As many of our more astute cultural critics have noted, the nation has gone from having a sense of spiritual emptiness that epitomized the 80s and 90s, to a embracing a completely dejected and near apocalyptic tones. Peak oil theorist and writer James Howard Kunstler wonders why we haven’t had civil disorder on a broad scale yet. “Civil disorder would at least mean something. A consensus of dissatisfaction about how life is lived,” Kunstler writes. “Instead, we only get mad outbursts of tragic meaninglessness: the slaughter of innocent children in school, or movie theater patrons mowed down by a lone maniac during the coming attractions.”
This feeling of wanting substantive action, of resolution, is not unjustified nor unexpected. It’s typical for collapsing societies to embrace the promise of burning down the house and starting from scratch. For many, it seems our only hope. Some are content to wait, hoping the system implodes upon itself, while others want to take more direct action. Author Chris Hedges notes that the poorest people are more likely to embrace violence and nationalism because they see it as the only way out.
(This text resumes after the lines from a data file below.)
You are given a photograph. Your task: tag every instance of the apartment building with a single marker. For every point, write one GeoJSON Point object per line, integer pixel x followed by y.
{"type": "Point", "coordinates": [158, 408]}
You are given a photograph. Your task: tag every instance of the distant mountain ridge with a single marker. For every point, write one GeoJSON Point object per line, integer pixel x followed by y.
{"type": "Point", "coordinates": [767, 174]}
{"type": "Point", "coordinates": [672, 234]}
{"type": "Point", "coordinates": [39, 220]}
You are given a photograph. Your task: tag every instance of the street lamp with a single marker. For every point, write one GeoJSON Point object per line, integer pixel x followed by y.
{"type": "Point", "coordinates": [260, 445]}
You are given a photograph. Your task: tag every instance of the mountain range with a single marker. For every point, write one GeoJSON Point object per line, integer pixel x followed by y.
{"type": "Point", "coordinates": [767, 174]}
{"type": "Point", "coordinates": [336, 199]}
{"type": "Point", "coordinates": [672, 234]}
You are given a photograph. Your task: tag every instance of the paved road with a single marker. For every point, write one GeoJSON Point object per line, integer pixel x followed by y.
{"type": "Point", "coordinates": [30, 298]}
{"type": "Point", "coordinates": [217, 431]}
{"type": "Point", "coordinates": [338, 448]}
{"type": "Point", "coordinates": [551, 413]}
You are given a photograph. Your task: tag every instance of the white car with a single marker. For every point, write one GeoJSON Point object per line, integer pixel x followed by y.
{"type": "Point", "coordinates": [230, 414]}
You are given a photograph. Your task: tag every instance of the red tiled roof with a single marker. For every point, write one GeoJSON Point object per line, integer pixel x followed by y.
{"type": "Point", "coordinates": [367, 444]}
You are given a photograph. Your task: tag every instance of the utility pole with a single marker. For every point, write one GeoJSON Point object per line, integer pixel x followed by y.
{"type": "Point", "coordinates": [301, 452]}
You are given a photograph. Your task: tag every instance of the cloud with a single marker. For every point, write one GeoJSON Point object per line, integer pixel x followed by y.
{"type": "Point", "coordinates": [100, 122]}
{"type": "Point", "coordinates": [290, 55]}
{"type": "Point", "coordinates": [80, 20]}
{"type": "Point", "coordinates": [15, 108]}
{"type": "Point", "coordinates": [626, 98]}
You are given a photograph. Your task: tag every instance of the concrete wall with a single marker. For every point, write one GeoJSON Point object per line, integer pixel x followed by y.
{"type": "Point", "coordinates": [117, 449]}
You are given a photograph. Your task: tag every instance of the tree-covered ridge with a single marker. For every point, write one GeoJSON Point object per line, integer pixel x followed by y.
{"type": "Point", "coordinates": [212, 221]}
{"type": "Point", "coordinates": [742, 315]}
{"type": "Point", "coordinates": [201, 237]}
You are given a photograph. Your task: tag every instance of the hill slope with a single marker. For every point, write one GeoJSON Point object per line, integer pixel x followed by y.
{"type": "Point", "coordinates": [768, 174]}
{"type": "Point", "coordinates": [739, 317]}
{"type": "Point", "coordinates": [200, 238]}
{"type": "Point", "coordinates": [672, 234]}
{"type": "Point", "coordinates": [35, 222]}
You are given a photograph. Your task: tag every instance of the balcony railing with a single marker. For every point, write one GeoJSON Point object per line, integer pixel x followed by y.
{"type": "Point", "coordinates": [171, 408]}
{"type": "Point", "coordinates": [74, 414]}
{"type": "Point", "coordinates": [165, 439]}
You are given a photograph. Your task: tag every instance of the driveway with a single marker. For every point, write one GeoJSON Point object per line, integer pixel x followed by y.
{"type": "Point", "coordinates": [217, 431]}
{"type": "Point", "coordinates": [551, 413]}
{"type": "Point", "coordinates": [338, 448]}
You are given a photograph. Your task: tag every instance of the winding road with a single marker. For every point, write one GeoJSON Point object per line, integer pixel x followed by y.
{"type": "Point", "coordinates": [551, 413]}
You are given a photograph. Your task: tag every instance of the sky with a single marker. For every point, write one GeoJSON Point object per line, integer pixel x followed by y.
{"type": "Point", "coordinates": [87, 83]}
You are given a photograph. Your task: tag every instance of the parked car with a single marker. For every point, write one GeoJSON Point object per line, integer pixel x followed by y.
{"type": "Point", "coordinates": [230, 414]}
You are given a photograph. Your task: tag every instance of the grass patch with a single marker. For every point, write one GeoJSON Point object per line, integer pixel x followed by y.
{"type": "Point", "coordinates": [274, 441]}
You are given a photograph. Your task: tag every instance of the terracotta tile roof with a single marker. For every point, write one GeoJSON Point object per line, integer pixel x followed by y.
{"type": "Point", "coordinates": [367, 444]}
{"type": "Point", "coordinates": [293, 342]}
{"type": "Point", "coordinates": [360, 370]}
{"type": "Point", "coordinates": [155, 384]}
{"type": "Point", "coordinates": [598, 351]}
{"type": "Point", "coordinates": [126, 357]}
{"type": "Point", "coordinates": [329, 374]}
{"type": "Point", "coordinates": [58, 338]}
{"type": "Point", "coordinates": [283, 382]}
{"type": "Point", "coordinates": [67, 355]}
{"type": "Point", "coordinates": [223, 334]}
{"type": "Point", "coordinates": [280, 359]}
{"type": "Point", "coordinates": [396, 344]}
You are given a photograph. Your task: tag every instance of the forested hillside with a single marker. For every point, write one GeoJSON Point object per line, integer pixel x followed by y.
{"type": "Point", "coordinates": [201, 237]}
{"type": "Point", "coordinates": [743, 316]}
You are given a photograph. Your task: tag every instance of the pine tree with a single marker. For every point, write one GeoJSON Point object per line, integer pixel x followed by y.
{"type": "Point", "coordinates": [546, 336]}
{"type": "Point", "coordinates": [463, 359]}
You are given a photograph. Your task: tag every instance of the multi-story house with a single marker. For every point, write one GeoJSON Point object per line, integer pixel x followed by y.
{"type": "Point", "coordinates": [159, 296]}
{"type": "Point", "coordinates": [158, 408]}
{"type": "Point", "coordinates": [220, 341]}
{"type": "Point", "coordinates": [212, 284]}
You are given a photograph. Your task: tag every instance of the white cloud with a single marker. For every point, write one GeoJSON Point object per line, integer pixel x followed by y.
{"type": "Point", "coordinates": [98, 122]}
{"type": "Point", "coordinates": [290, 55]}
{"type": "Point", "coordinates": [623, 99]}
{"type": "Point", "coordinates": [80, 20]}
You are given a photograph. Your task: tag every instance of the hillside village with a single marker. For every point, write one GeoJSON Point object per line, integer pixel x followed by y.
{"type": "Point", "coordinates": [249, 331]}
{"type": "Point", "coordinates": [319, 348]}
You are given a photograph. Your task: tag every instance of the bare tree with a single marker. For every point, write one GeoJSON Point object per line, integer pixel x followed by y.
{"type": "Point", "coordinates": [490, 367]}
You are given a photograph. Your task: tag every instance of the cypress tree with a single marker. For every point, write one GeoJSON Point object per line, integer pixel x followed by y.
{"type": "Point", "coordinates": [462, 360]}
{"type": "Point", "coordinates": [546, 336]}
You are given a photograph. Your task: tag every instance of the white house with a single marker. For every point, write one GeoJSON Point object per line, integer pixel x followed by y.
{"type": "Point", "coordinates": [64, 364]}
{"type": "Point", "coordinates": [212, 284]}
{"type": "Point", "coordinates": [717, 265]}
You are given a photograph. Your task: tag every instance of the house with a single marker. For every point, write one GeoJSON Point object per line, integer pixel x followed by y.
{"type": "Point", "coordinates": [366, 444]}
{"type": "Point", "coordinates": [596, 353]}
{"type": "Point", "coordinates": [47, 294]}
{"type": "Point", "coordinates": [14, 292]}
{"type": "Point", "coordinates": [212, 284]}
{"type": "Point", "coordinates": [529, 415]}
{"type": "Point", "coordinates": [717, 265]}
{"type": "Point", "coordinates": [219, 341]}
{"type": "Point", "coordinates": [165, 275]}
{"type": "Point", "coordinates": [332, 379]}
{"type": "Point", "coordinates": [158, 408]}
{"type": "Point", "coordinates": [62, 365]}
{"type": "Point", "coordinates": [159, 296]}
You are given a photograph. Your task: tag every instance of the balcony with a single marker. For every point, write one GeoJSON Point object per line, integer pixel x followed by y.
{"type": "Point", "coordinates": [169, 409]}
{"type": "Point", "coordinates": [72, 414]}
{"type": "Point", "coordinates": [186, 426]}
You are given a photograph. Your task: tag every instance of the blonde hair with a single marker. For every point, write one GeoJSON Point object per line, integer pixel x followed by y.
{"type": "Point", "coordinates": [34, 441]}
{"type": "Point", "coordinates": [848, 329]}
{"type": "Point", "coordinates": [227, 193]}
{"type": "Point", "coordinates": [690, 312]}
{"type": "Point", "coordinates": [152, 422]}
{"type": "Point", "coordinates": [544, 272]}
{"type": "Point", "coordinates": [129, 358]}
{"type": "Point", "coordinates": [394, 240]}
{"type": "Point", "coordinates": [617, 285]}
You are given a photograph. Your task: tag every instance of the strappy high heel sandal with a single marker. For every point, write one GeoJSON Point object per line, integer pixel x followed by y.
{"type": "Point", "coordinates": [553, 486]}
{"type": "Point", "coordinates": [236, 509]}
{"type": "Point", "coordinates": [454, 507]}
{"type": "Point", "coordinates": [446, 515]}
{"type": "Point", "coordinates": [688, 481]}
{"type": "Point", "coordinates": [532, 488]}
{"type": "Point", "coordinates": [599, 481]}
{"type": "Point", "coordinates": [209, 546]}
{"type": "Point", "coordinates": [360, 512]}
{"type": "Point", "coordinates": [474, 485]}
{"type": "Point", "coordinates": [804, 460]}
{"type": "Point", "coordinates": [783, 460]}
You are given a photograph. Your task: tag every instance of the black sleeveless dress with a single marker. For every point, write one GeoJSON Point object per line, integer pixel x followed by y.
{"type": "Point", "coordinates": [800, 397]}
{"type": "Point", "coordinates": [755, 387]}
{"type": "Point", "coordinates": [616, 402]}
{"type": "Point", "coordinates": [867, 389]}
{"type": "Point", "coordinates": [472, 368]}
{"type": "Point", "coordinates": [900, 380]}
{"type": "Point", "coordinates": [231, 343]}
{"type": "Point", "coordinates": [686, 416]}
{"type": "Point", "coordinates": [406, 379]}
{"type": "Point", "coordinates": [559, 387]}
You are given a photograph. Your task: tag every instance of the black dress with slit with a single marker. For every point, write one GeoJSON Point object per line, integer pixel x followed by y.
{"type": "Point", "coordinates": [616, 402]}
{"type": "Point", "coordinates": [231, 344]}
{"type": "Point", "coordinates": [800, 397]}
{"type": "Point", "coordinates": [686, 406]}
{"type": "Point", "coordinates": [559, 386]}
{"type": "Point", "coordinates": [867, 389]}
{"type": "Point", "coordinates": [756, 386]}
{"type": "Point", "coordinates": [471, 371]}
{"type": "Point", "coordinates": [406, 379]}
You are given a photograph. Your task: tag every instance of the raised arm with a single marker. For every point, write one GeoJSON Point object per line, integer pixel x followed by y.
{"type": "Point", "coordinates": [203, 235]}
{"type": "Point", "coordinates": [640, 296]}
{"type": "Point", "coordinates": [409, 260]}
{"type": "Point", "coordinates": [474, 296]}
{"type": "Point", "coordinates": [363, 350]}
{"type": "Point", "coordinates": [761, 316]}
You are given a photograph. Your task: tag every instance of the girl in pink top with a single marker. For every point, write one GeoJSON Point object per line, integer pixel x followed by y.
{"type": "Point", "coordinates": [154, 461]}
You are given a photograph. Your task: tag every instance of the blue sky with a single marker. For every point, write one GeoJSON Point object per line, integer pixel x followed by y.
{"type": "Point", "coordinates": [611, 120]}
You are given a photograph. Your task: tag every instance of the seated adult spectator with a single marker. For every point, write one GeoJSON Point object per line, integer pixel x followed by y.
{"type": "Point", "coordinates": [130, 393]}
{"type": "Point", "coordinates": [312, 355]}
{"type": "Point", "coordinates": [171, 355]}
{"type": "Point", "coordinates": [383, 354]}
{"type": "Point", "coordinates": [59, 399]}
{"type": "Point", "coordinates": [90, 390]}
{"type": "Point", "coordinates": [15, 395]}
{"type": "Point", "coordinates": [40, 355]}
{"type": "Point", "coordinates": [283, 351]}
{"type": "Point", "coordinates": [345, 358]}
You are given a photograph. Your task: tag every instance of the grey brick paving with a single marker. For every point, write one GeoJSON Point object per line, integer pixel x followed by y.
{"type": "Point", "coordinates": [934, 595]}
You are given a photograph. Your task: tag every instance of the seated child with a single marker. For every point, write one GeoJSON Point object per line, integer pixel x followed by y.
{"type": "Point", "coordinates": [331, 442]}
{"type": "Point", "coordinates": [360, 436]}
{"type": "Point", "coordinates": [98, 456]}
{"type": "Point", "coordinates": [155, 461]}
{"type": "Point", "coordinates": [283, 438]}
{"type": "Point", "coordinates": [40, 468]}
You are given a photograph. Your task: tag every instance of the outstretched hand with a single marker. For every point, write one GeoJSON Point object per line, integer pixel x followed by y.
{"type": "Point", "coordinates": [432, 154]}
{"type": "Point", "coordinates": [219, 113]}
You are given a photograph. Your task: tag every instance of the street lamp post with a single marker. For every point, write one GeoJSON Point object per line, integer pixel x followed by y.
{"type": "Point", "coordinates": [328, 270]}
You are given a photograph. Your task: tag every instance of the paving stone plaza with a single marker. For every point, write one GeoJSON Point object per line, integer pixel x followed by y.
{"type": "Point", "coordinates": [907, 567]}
“Violence is a frightening attempt, by those who are desperate and trapped, to escape through invented history their despair, impoverishment and hopelessness,” he writes. “It breeds intolerance and eventually violence. Violence becomes in this perverted belief system, a cleansing agent, a way to restore a lost world.”
While it is true that reform never comes without conflict of some kind, it’s never as glamorous, never as direct, and never as satisfying as the fools imagine. More often than not, it is a disaster, and that’s where we’re headed.